Für die praktische Umsetzung sorgt ein Schäfer mit seinem Landwirtschaftsbetrieb aus Cumlosen. Der Betrieb hat sich auf die Landschaftspflege mit Schafen spezialisiert und bewirtschaftet mit seinen rund 2000 Tieren vorrangig die Deiche entlang der Elbe. Neben der Tierhaltung umfasst der Betrieb rund 650 Hektar Grünland, auf dem Futter für die eigenen Tiere sowie für den Verkauf an Pferdehöfe produziert wird. Die Schafhaltung dient dabei fast ausschließlich der Landschaftspflege; die Fleischproduktion spielt eine untergeordnete Rolle, da sie sich wirtschaftlich nicht mehr lohnt.

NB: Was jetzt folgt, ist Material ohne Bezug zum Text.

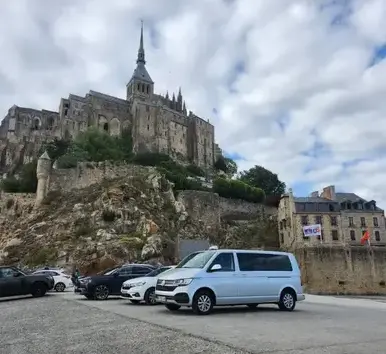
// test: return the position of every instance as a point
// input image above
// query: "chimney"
(329, 193)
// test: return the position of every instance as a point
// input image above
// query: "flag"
(365, 237)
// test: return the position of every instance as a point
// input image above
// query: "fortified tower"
(43, 171)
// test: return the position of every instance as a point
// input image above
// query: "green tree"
(260, 177)
(26, 183)
(125, 144)
(231, 166)
(220, 164)
(55, 148)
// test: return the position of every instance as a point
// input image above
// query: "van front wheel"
(202, 303)
(172, 307)
(287, 301)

Für das Projekt in den Fuchsbergen bringt der Schäfer eine Herde von rund 700 Tieren zum Einsatz. Die Zusammensetzung ist dabei kein Zufall, sondern eine gezielte Strategie. Die Herde besteht aus verschiedenen Rassen mit unterschiedlichen Eigenschaften:

  • Schwarzköpfige Fleischschafe: Als sogenannte Intensivrasse fressen sie viel und üben durch ihr höheres Gewicht einen stärkeren Tritt auf den Boden aus, was ideal ist, um die Grasnarbe aufzubrechen.

  • Heidschnucken und Skudden: Diese leichteren und robusteren Landschafrassen sind genügsamer und fressen auch Pflanzen, die andere Tiere verschmähen.

  • Ziegen: Sie ergänzen die Herde perfekt, da sie eine Vorliebe für Gehölze haben und so aufkommende Sträucher wie den Faulbaum kurzhalten, was zur Auflichtung des Waldes beiträgt.

Die Beweidung findet zweimal im Jahr statt, im Frühjahr und im Herbst. Dabei wird die Herde für nur etwa zwei Tage auf die Fläche gelassen. Dieser hohe, aber kurze Beweidungsdruck sorgt für einen intensiven Effekt, ohne die Böden zu überlasten.

Ausblick: Ein Lernprozess für die Zukunft

Das Projekt in den Fuchsbergen ist mehr als nur eine Pflegemaßnahme; es ist auch ein Lernprozess. Die Waldweide, einst eine weit verbreitete Nutzungsform, muss für den modernen Naturschutz wiederentdeckt werden. Die Erfahrungen aus diesem Vorhaben sind wertvoll, um zu verstehen, wie sich solche Ökosysteme unter Beweidung entwickeln. Erste Erfolge sind bereits sichtbar: Der Boden ist an vielen Stellen offener und die dichte Grasdecke durchbrochen.

Das Projekt zeigt eindrucksvoll, wie durch eine durchdachte Kombination aus traditioneller Landnutzung und modernen ökologischen Zielen ein wertvoller Beitrag zum Erhalt der Artenvielfalt geleistet werden kann. Es braucht Geduld, aber der Anblick der vierbeinigen Landschaftspfleger, die in den Fuchsbergen ihre Arbeit verrichten, gibt Hoffnung für die Zukunft dieser einzigartigen Dünenlandschaft.

Die Fördersumme beträgt rund 45.000 € für die fünfjährige Laufzeit und wird aus Länder- sowie Bundesmitteln generiert. Umgesetzt wird das Projekt vom Referat W21 für Hochwasserschutz und investiven Wasserbau des Landesamtes für Umwelt Brandenburg. 

Das Projekt unterstützt die Ziele des europaweiten Schutzgebietsnetzes Natura 2000. FFH-Gebiete (Flora-Fauna-Habitat) werden ausgewiesen, um den länderübergreifenden Schutz gefährdeter heimischer Pflanzen, Tiere und ihrer natürlichen Lebensräume sicherzustellen.